@Weaver Considering you're our "man on the ground", what'd you think that the most likely scenario is?
Unfortunately, my geographic situation does not really make me a more astute analyst. But alright.
As far as I understand Putin's MO at this point, he's the kind of a "make a move and see what happens" guy. Active first, then reactive. Make noise, see the response, act accordingly to the situation. Opportunities are his key resource, he always wants to be able to move forward (if the response is weak), backward (if the response is strong) or tangentially (if he's not sure where he stands). Starting this war was very uncharacteristic of him, he was too sure of the whole endeavour, the move was too blunt and he did not have many opportunities when things went awry. As he couldn't backpaddle from his failures he was a bit confused and lost. But as the war progresses he is steadily building his opportunity base by creating narratives, most of them misleading or just false.
The narratives just off the top of my head are:
"Ukraine is not a real state, Ukrainians are Russians who speak funny, so we need to purge the entire country of nationalists and make it a part of Russia."
"Wherever people speak Russian, it's Russia, so we will conquer and annex only those territories."
"This war was started to protect DNR and LNR and enforce our claim on Crimea. All other territories can go back to Ukraine, we never wanted them."
"We never wanted to fight Ukraine, Ukrainians are our brothers. Our hand was forced by the collective West. If anglo-saxons show that they respect us and guarantee our geopolitical security, we can withdraw our troops from Ukraine but maybe keep Crimea."
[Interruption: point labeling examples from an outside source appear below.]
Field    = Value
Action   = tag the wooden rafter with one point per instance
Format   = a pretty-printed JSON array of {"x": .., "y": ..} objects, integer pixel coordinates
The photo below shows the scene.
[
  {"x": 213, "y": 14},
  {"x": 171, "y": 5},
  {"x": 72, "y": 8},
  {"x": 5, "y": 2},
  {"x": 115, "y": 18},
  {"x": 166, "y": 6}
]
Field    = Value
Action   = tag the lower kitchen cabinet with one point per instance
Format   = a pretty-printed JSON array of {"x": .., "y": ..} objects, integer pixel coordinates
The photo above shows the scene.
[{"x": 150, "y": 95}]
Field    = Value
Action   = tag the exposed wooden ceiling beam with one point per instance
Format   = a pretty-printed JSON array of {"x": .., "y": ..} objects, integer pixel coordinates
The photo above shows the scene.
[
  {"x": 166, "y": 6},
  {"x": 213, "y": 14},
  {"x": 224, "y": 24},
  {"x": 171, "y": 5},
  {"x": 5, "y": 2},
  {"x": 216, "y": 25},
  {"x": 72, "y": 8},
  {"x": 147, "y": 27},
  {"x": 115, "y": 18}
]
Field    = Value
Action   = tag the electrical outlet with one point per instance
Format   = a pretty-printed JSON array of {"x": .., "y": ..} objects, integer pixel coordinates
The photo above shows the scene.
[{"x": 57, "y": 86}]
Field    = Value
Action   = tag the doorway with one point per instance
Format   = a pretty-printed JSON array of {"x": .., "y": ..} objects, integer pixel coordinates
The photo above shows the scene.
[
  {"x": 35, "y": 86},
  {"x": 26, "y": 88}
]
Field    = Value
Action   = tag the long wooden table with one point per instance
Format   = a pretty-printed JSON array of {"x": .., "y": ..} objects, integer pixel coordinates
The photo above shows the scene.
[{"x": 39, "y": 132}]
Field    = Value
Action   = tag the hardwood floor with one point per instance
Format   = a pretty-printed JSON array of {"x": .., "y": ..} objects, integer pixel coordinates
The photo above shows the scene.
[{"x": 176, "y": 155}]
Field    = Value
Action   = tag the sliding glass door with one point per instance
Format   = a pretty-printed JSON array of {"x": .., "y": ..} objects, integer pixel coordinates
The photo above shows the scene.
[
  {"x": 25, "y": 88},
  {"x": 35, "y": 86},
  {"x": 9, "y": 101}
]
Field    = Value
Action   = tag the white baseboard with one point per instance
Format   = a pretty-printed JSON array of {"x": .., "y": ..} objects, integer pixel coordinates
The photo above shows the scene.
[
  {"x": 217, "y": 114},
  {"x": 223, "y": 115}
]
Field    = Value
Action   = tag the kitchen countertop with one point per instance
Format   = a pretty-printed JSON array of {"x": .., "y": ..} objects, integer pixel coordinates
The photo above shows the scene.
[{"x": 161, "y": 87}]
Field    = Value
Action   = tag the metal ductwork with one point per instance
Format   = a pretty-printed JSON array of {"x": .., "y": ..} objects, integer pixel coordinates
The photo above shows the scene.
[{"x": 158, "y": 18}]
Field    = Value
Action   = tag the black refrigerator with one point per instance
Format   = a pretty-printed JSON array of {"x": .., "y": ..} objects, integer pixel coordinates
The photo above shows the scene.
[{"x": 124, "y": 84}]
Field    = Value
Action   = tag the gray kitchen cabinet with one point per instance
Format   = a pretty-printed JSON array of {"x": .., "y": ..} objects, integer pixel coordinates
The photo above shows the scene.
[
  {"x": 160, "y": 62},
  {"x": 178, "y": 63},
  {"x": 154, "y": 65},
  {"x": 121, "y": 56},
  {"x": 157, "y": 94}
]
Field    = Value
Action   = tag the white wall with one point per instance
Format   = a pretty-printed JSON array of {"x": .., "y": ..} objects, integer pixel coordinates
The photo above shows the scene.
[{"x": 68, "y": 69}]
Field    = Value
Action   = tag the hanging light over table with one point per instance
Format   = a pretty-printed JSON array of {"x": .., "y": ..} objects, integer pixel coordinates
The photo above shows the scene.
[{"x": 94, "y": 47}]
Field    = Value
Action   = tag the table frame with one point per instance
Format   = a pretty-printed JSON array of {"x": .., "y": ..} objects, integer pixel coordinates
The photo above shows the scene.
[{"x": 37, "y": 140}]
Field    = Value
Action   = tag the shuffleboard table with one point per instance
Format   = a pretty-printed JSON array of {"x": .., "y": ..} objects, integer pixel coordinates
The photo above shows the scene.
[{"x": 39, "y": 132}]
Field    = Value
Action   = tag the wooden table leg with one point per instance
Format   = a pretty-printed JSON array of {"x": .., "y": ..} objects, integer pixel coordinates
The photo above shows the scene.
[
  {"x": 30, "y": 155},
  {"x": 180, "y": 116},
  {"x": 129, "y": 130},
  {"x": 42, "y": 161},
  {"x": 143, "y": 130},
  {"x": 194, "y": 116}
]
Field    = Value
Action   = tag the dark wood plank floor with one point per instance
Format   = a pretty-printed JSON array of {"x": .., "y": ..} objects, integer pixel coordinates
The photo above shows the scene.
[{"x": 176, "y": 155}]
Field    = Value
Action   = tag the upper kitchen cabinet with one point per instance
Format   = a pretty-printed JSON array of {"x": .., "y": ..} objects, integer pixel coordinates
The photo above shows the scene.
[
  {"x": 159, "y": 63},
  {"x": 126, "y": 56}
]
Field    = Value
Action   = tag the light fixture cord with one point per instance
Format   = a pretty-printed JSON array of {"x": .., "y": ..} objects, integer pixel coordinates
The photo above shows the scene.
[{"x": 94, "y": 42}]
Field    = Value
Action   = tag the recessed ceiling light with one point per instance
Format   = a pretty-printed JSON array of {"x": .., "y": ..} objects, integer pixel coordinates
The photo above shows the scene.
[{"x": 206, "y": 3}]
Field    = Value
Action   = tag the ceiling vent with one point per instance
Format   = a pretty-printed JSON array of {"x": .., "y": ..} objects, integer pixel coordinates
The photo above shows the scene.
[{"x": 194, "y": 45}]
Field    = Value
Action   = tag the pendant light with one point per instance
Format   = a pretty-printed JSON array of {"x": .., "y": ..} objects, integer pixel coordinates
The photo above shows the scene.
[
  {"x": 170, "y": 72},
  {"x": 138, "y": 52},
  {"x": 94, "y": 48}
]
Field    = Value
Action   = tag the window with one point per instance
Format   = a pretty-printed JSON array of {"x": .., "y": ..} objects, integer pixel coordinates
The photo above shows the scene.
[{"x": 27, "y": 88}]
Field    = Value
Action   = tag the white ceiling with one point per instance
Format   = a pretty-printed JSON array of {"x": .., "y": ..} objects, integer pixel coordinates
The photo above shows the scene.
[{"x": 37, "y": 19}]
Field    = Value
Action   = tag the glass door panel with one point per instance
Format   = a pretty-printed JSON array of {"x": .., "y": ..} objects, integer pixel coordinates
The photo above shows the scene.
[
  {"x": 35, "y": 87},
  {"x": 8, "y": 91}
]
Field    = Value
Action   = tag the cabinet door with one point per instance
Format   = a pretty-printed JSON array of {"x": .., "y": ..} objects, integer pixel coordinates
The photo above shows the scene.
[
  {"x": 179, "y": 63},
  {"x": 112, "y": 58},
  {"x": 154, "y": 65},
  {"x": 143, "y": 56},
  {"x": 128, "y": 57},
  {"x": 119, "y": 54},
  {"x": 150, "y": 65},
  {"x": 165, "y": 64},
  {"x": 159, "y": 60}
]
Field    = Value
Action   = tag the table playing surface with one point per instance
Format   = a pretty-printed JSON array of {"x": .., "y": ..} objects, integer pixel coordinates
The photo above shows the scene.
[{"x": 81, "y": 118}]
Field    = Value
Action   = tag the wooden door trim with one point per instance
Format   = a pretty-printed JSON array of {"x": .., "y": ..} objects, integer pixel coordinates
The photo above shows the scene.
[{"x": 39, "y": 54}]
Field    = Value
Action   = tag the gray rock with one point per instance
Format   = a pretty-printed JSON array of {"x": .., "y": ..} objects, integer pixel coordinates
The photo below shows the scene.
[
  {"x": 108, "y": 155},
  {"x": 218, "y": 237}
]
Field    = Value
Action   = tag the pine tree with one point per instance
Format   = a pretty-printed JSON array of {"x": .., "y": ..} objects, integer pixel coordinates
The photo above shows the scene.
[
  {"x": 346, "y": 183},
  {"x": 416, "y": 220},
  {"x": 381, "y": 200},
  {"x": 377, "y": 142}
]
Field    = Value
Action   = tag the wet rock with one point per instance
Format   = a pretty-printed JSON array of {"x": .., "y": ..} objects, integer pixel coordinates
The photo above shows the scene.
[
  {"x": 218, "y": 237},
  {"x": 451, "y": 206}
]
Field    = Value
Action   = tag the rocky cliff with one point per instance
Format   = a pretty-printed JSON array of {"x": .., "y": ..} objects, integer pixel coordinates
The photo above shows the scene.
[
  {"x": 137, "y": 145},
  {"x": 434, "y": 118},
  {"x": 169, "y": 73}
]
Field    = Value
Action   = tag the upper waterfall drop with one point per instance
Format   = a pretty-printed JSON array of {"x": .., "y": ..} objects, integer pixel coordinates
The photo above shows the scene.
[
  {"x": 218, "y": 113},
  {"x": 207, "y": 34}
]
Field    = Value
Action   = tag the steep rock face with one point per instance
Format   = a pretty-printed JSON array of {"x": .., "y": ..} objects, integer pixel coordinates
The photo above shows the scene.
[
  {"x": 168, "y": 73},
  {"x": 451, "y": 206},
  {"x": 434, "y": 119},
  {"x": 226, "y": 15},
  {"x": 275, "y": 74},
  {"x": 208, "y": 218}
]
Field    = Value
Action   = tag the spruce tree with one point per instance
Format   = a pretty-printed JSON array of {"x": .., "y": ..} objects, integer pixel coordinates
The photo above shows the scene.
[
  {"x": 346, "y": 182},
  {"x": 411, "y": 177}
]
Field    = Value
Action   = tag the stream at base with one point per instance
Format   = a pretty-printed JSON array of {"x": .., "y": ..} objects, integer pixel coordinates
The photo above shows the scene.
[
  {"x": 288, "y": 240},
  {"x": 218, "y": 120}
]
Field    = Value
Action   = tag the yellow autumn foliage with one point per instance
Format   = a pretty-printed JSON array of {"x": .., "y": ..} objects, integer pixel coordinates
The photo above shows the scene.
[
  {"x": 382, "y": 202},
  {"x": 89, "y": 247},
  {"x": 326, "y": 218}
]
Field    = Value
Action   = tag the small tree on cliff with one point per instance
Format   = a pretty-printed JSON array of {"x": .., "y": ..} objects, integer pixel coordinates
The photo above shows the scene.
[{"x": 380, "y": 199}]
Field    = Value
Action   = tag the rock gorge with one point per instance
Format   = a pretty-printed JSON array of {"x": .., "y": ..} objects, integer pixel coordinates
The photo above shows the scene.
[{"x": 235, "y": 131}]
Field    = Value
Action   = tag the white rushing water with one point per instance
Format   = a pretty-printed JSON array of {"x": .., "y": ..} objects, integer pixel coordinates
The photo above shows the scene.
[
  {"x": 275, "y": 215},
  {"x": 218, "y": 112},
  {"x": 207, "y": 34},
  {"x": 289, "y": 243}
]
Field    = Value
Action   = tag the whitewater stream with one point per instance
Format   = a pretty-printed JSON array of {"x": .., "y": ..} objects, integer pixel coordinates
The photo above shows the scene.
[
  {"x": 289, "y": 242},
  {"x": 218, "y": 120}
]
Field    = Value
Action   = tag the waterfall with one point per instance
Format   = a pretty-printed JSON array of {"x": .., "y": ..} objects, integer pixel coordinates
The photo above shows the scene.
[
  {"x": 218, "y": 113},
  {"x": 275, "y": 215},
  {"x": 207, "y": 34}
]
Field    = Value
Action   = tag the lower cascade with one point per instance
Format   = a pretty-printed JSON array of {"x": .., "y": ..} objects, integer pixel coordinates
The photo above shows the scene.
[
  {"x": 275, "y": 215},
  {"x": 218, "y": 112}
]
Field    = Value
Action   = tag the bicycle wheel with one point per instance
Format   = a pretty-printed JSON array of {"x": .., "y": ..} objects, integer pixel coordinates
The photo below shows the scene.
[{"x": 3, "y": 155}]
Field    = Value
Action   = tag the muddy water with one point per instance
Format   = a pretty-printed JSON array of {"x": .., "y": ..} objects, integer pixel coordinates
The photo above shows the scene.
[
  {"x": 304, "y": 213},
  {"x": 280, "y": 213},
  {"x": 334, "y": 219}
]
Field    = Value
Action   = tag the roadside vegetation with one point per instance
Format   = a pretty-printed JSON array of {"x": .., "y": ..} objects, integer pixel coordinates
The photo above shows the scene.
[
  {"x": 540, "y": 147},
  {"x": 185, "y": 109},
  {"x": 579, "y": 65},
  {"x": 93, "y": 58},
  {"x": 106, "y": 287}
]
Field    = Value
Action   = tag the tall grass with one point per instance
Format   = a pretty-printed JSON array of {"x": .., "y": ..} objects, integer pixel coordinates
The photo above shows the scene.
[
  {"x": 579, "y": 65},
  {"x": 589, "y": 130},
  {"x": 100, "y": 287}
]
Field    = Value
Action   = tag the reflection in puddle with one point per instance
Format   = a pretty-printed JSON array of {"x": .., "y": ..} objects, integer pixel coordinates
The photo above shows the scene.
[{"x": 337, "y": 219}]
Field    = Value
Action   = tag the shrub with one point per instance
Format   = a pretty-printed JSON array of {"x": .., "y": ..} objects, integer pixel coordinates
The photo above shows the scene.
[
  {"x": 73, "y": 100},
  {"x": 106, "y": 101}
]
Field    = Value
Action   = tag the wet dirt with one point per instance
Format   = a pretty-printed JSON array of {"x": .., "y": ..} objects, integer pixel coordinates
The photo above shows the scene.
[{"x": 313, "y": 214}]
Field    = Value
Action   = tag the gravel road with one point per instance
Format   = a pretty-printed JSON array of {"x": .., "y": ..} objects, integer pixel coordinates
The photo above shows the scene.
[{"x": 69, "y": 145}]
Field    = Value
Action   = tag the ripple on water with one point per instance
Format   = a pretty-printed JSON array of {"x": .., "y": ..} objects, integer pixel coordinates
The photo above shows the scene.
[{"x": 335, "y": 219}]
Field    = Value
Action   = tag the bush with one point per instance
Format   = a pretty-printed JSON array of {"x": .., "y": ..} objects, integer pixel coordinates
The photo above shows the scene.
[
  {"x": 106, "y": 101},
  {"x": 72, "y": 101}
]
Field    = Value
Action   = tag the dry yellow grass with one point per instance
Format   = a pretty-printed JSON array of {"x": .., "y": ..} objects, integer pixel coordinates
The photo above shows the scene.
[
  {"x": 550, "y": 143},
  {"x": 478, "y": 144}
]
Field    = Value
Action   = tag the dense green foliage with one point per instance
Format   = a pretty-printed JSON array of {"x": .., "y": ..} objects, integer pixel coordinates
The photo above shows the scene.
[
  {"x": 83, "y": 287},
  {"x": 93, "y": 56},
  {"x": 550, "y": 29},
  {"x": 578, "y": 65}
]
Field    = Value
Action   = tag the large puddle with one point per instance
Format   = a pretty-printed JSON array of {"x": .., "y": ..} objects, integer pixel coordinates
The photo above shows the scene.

And so on. Depending on how Ukraine and allied leaders act, any of these narratives may dominate in Putin's rhetoric and planning. What's important, Putin is now once again reacting. And I'm not sure who benefits from this, given how politically weak many of his adversaries are.
All I know is the more help we get, the less Putin will be able to achieve.
Now that he destroyed half of our civilian infrastructure and we're entering a winter when many homes will have no heating or electricity (my house has electricity only half of the day, for example. Imagine how people live closer to the front), there's nothing else he can scare us with. So we're not giving up and as long as we keep fighting and get support, he can't win.